と答えるのと同時に、点けっぱなしのテレビから速報を告げるチャイムが聴こえた。きっと気象速報か何か、どこかで警報が発令されたとか。



起き上がろうとして捻った肩を、ぐいっと引き戻された。



再び背中にはラグの感触と鼻先を通り過ぎていくイグサの香り。さっきまで空を泳がせていた彼の右手が、私の右肩に乗っかってる優しい重み。



見上げた視界に彼の顔が影を落としてる。白いはずの天井が暗く見えるのは、彼じゃなくて雨のせい。

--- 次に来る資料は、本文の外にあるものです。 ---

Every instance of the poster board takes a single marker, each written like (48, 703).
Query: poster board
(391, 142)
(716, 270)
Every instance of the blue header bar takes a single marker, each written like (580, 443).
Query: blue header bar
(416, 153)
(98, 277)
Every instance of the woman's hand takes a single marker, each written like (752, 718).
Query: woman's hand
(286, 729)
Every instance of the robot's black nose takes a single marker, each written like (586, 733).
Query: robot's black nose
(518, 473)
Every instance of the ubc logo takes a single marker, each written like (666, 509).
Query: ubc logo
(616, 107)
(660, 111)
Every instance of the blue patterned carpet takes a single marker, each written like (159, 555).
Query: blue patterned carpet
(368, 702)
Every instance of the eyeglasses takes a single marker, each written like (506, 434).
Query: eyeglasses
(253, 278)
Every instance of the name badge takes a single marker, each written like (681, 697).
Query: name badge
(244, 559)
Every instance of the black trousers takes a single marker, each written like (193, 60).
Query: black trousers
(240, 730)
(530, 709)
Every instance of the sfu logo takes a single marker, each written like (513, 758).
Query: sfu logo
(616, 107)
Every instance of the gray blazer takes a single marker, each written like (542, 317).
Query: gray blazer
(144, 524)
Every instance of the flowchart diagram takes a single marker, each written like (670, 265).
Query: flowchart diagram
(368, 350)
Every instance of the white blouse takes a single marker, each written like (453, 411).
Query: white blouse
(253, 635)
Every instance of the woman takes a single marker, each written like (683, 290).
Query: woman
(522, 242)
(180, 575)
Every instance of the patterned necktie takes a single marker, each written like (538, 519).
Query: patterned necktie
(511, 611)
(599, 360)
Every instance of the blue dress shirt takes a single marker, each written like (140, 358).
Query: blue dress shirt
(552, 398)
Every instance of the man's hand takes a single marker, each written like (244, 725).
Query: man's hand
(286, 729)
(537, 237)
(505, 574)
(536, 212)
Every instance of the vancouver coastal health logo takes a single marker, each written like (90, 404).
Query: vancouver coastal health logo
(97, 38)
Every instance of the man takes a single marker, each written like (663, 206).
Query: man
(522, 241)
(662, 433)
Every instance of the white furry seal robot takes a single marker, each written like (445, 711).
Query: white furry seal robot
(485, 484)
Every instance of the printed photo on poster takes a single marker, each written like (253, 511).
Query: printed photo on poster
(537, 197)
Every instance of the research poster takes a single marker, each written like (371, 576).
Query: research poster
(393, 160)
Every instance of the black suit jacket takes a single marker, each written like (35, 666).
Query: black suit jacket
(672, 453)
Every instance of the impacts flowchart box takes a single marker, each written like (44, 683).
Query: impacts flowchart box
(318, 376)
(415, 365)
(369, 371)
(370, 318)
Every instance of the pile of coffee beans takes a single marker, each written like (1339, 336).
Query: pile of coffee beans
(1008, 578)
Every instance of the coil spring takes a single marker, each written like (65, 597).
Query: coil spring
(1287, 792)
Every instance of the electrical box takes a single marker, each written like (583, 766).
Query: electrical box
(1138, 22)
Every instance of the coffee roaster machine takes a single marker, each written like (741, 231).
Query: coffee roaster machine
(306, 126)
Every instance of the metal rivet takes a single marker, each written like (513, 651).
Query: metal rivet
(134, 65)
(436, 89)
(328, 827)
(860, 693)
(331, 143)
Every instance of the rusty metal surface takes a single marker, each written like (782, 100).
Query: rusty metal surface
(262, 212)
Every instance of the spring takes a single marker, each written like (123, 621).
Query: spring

早く照明を点ければいいのに、なんて呑気なことを考えてる場合じゃない。
見下ろしてる彼の眼鏡が少しずれてるけど、今言うべきか……
いや、言うべきことじゃない。



懸命に意識を逸らそうとするのに、顔を中心に灯った熱は既に全身へと広がり始めていた。右肩に乗っかった彼の手から熱が伝わってしまいそうで、胸がぞわりとする。



彼が左手を挙げた。ずれた眼鏡を外してローテーブルの上の置くと、ゆっくりと降りてきた指が頬を撫でる。



輪郭をなぞっていた指が耳朶へと触れるから、とっさに顔を反らした。